A matéria que conhecemos, ou acreditamos conhecer, corresponde a apenas
5% do conteúdo do Universo observável. Do restante, 25% são constituídos por
matéria escura, sobre a qual não sabemos quase nada; e 70% por energia escura,
sobre a qual sabemos menos ainda.
Toda a
ciência convencional, feita desde a Antiguidade até poucas décadas atrás,
enfocou os 5%. E conseguiu resultados notáveis, tanto no entendimento da
realidade material, por meio das ciências fundamentais, quanto em sua
transformação, por meio das aplicações tecnológicas. Uma quantidade sem
precedentes de megaprojetos científicos nos campos da astronomia e da
astrofísica está na agenda agora, para levar adiante a investigação dos 5% e
incursionar, na medida do possível, nos outros 95%.

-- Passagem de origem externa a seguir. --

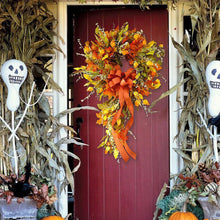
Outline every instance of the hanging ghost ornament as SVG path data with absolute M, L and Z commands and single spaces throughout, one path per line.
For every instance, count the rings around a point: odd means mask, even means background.
M 20 60 L 8 60 L 1 67 L 1 77 L 8 88 L 6 105 L 10 111 L 16 111 L 20 105 L 19 89 L 27 77 L 27 67 Z
M 220 61 L 209 63 L 206 68 L 206 82 L 209 87 L 209 114 L 217 117 L 220 113 Z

Este foi, em resumo, o tom da 14ª Conferência FAPESP 60 Anos, que
enfocou o tema “Astronomia e Astrofísica”. Participaram do evento Brian Schmidt,
vice-reitor da Australian National University (ANU) e vencedor do Nobel de
Física em 2011 pela descoberta da energia escura; Angela Olinto,
reitora da Divisão de Ciências Físicas da University of Chicago, nos Estados
Unidos; e Rob Adam,
diretor do South African Radio Astronomy Observatory (SARAO), que lidera a
participação do país no Square Kilometer Array Observatory (SKAO), o maior
radiotelescópio do mundo.
Schmidt
fez uma exposição muito didática e empolgante sobre os avanços mais recentes da
astronomia e da astrofísica, destacando as observações que liderou em 1994 e
que levaram à descoberta da energia escura, motivo de sua indicação para o
Nobel. Olinto tratou das várias linhas de observação astronômica e astrofísica
realizadas atualmente, em especial da prospecção de astropartículas de
altíssimas energias, seu campo de atuação. E Adam falou principalmente dos
desafios e oportunidades de fazer ciência de primeira linha em um país em
desenvolvimento.
O evento foi aberto por Ronaldo Aloise Pilli,
vice-presidente da FAPESP. E moderado por Beatriz Barbuy,
professora titular do Instituto de Astronomia, Geofísica e Ciências
Atmosféricas da Universidade de São Paulo (IAG-USP).
“Em 2022,
o que sabemos sobre o Universo?”: Schmidt iniciou com esta pergunta sua
palestra. E resumiu: “Sabemos que está se expandindo. Que tem de 13 a 14
bilhões de anos de idade. Que é composto principalmente por três coisas:
energia escura [70%], matéria escura [25%] e matéria comum [5%]. E que está
muito próximo daquilo que descrevemos como geometricamente plano”.
É bom que
se diga logo que esta última expressão – “geometricamente plano” – não tem nada
a ver com as fantasias pseudocientíficas sobre a “Terra plana”, que foram
desenterradas nos últimos anos. Ela quer dizer que o Universo quadrimensional
pode ser descrito, em larga escala, por meio de uma generalização da geometria
euclidiana, na qual os ângulos internos de qualquer triângulo somam 180 graus,
nem menos nem mais.
“Como sabemos isso?”: seguiu Schmidt, com outra pergunta. E contou uma
breve história da astronomia recente, dizendo como as distâncias dos objetos
astronômicos foram calculadas por meio da intensidade da luz que nos chega
deles. E que conseguimos saber que estão se afastando de nós porque os
comprimentos de onda da luz que emitem se alongam, desviando-se para o vermelho
(redshift).
“Edwin Hubble [1889-1953] colocou tudo isso junto em 1929, relacionando
as distâncias e os redshifts, e
descobriu que, quanto maior a distância, maior o desvio para o vermelho.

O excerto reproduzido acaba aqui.